Take a gander at the above stock box. What pops out to me are two companies that have significant marketshare but what I consider relatively “low” valuations in relation to their “take out” value.
Take out is not the British version of “to go” order but rather the acquisition premium I think both could command if a competitive bidding situation arises.
Which two are targets? I believe Box (BOX) and Square (SQ) could be on a bigger company’s shopping list. Why? Simple math to market. In other words, let’s say an Amazon, Salesforce, Oracle or some other whodaddy wanted to get into the payment space quickly and cheaply (for them).
Square does that. An all-stock offer barely dilutes any of the above and the net gain in upside looks large to me.
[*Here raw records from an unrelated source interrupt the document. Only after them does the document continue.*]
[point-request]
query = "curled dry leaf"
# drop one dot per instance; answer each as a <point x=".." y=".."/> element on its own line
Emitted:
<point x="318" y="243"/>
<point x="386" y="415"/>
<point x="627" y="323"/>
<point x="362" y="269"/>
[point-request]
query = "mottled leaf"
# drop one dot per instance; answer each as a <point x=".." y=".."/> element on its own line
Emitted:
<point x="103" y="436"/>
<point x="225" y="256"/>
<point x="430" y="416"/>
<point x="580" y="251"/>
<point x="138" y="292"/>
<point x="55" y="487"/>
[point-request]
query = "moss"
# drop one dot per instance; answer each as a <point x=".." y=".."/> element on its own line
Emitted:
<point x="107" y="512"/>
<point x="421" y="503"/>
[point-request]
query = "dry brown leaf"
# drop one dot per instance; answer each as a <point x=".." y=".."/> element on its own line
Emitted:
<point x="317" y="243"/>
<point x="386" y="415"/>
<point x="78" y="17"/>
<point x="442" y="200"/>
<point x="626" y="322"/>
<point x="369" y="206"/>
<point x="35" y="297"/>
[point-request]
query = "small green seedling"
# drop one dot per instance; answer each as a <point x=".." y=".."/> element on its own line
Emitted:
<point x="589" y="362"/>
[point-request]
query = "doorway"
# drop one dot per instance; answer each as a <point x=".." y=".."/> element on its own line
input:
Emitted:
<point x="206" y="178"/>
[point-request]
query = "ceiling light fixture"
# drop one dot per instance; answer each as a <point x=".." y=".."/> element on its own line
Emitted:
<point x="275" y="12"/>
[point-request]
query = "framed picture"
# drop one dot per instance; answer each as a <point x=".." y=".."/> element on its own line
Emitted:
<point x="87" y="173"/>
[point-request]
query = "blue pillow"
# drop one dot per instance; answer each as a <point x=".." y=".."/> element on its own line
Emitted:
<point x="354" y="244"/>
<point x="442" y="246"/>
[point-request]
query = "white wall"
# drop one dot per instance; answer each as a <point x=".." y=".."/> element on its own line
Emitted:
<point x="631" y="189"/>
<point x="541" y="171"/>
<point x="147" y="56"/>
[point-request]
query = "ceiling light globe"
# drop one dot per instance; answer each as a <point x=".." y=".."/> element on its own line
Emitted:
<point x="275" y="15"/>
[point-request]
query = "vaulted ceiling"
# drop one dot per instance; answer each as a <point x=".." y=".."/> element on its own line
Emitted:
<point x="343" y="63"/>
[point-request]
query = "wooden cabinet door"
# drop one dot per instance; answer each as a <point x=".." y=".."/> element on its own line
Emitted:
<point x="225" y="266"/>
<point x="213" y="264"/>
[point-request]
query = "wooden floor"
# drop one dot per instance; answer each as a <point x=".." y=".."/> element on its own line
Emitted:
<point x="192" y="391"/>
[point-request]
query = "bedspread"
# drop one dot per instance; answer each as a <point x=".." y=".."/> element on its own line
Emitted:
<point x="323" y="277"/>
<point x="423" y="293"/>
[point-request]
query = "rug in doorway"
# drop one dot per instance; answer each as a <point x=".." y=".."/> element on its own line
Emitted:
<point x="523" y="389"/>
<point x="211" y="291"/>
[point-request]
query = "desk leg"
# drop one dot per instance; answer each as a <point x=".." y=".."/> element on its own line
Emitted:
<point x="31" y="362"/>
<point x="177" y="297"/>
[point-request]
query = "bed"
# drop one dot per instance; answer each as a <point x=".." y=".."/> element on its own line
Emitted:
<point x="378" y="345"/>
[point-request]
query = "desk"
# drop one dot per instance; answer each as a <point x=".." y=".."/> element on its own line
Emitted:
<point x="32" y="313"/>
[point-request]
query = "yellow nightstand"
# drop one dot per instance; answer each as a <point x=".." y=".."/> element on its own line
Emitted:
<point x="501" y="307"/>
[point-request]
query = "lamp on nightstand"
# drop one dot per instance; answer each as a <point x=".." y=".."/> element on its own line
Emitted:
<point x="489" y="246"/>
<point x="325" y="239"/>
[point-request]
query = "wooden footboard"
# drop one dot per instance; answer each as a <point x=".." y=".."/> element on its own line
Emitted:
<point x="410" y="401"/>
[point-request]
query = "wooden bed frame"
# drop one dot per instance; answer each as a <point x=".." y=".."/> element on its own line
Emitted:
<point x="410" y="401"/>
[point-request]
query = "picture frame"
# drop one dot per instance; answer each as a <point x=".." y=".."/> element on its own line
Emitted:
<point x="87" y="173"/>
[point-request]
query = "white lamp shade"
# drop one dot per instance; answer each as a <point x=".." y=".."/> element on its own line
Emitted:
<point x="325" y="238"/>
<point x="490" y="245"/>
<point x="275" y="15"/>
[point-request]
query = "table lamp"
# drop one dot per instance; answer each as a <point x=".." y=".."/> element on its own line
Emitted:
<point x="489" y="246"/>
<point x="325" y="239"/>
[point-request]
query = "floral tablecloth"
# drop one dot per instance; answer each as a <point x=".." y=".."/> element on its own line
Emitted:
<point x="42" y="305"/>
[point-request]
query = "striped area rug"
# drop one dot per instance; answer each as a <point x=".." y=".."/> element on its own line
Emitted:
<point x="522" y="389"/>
Now for Box (BOX). We’ve all heard of cloud storage and Google Drive, iCloud, blah blah blah. Who cares? According to Box “more than 41 million users and 74,000 businesses—including 59% of the Fortune 500—trust Box to manage content in the cloud.”
BOX market cap sits at about $2.5 billion. I think that’s more than Elon Musk paid for his Iron Man suit. Seriously, IBM could snatch this up as an aperitif (what’s that? click here for language training, I did)
. Mainly the word sounded right. Cuz sometimes stimulating the appetite is what enterprise companies do.